Similarly, when it comes to driverless cars, China is as unlikely to succeed without access to American technology as the U.S. is without rare-earth metals. China’s autonomous-vehicle systems are still several years behind those in the U.S., according to Patrick Lozada, China director at Albright Stonebridge Group, a global advisory firm. Proposed U.S. Department of Commerce export controls on the transfer of “emerging” and “foundational” technologies, including geospatial positioning and computer chips, could crush China’s program.

“Things were much clearer when trains ran on two different gauges of track,” Lozada says, referring to the different rail widths that hindered trains from crossing between the Soviet Union and the West. “The world is so much more interconnected and complex than 50 years ago.”
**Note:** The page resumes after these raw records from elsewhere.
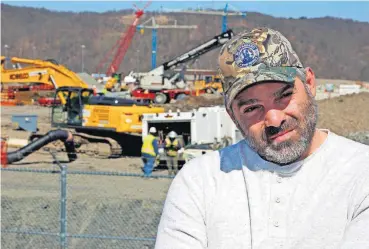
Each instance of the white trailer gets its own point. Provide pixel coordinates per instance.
(205, 125)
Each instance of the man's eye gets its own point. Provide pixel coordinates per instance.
(250, 109)
(285, 95)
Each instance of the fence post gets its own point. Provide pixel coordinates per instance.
(63, 207)
(63, 203)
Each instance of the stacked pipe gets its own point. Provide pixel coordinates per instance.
(15, 156)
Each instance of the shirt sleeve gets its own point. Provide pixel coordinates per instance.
(182, 223)
(357, 231)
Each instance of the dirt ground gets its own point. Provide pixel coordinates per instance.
(343, 115)
(128, 206)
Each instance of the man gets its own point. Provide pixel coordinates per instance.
(149, 151)
(172, 147)
(287, 184)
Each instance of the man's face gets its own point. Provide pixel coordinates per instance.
(278, 120)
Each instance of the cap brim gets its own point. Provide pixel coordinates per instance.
(275, 74)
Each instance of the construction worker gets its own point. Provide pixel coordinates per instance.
(172, 147)
(149, 151)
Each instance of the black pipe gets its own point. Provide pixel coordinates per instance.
(51, 136)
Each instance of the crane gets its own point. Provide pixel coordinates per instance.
(154, 26)
(122, 44)
(225, 13)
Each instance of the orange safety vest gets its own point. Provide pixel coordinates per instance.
(147, 146)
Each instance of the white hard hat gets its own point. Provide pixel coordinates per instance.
(172, 134)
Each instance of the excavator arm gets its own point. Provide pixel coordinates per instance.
(40, 71)
(47, 72)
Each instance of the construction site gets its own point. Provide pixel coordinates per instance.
(71, 141)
The case of Vietnam also suggests that concerns about the emergence of internet governance blocs may be oversimplified. This year the authoritarian government in Hanoi became one of the latest to adopt tough cybersecurity laws modeled on China’s, attracted by the promise of heightened domestic control. Yet Vietnam, which sees Beijing as its primary security threat, isn’t joining any Chinese camp. When it announced the first steps in a 5G rollout last month, Vietnam’s biggest mobile operator, Viettel Group, said it was building its own technology, not using Huawei’s.

The U.S. isn’t having an easy time getting allies to close ranks, either. It has so far persuaded only a handful of countries to ban Huawei, notably Australia and Japan. If Britain does decide to fall in line, it would be the first country in Europe to do so. Most countries will, like the U.K., try to straddle the two superpowers, says Samm Sacks, cybersecurity policy and China digital economy fellow at New America, a Washington think tank.
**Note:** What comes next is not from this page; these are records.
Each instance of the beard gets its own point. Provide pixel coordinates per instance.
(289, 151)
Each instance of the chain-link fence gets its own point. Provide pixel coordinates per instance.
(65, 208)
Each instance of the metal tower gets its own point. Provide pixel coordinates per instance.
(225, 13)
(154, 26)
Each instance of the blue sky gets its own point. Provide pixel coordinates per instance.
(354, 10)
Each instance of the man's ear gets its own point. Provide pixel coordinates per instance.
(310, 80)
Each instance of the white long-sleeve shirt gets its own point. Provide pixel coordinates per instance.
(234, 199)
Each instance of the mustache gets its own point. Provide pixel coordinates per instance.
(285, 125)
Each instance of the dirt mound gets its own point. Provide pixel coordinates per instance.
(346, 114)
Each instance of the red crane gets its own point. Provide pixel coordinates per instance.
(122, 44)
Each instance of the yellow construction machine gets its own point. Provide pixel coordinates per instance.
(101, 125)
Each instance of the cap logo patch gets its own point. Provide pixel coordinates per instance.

Britain’s final decision on Huawei is still to be made, and Prime Minister Theresa May, who stepped down as leader of the Conservative Party on June 7 to clear the way for a race to succeed her, probably won’t be making it. Some of her potential replacements have warned against being naive on the security threat the Chinese company poses.

Back in Oxfordshire, a slightly alarmed employee recently denied a reporter access to the Huawei cybersecurity center. It’s overseen by a board chaired by an official from GCHQ, the U.K. equivalent of the U.S. National Security Agency. The board’s latest annual report on the center’s work acknowledges that Huawei products expose U.K. mobile networks to security risks but says that’s a result of sloppy coding practices, not state sabotage. As long as those failures persist, the report says in language that’s both diplomatically vague and loaded, “it will be difficult to appropriately risk-manage future products.”